Data pipeline from Pokemon Showdown to Kibana for a University Project.
The Data Pipeline components are:
- Docker_sd: executing one or multiple bots made by pmariglia (https://github.com/pmariglia/showdown).
- Logstash: used to ingest data coming from the bots and send data to the showdown kafka topic.
- Kafka: event streaming platform, connects logstash to the Spark processing component.
- Spark: defined as a unified analitycs engine, here it has the job to process the incoming data stream, make predictions about battle results using the specific MLlib library and send all the above to Elasticsearch.
- Elasticsearch: Indexing incoming data.
- Kibana: UI dedicated to Data Visualization.
More technical details in the specific folder, more details on the actual usage in this project in doc.

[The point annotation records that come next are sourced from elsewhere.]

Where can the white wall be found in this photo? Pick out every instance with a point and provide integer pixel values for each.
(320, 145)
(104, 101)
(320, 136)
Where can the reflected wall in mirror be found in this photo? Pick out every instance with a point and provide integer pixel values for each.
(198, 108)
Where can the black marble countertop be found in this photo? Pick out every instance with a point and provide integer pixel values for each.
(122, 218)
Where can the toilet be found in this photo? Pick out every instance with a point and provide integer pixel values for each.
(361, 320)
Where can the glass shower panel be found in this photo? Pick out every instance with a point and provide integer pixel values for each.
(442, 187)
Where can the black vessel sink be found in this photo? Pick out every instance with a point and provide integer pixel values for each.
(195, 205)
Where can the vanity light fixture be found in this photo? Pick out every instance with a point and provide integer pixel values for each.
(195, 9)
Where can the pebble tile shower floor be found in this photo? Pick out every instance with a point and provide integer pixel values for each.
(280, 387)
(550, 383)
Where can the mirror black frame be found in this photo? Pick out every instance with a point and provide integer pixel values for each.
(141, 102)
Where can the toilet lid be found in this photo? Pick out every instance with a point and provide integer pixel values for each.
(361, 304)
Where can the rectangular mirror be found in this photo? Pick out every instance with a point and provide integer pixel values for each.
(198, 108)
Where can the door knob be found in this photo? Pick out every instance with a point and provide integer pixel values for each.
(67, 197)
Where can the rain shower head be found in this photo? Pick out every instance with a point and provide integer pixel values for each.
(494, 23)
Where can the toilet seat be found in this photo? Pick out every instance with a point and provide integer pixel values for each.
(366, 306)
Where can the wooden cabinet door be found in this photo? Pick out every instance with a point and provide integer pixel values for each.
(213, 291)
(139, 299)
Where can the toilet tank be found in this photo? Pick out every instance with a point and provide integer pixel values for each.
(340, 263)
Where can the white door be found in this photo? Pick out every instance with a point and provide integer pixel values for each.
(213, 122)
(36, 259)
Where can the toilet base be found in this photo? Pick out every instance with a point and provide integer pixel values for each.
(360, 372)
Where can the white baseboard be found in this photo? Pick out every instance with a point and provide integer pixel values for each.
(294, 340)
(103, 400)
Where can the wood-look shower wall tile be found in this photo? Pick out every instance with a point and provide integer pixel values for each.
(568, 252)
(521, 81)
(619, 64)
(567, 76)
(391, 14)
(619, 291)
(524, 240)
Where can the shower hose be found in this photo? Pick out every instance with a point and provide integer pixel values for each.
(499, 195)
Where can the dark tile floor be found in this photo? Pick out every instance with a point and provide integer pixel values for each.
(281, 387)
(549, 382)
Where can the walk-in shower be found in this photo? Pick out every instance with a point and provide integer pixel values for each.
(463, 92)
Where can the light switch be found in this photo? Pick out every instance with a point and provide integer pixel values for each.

- Docker (Desktop on Windows)
- Docker Compose
- Web Browser
First, download or clone the repository using (please rename the directory pokemon_tap/
to avoid docker network inconsistencies):
git clone https://github.com/Alemsun/pokemon_tap.git
Then move into the folder pokemon_tap:
cd path/to/pokemon_tap/
Run all the docker containers executing the following line (before exectuing, make sure you don't have another docker network with the same name using docker network rm poke
and giving execution permission to kafka/kafka-manager.sh
and spark/spark-manager.sh
):
docker-compose up
Finally, after a short period of time, necessary to produce data from the Showdown to Kibana, open a Web Browser and insert the following URL:
localhost:5601
Feel free to explore and create new visualizations! Or simply import my visualizations located in kibana/export.ndjson
to Kibana > Management > Saved Objects > Import
.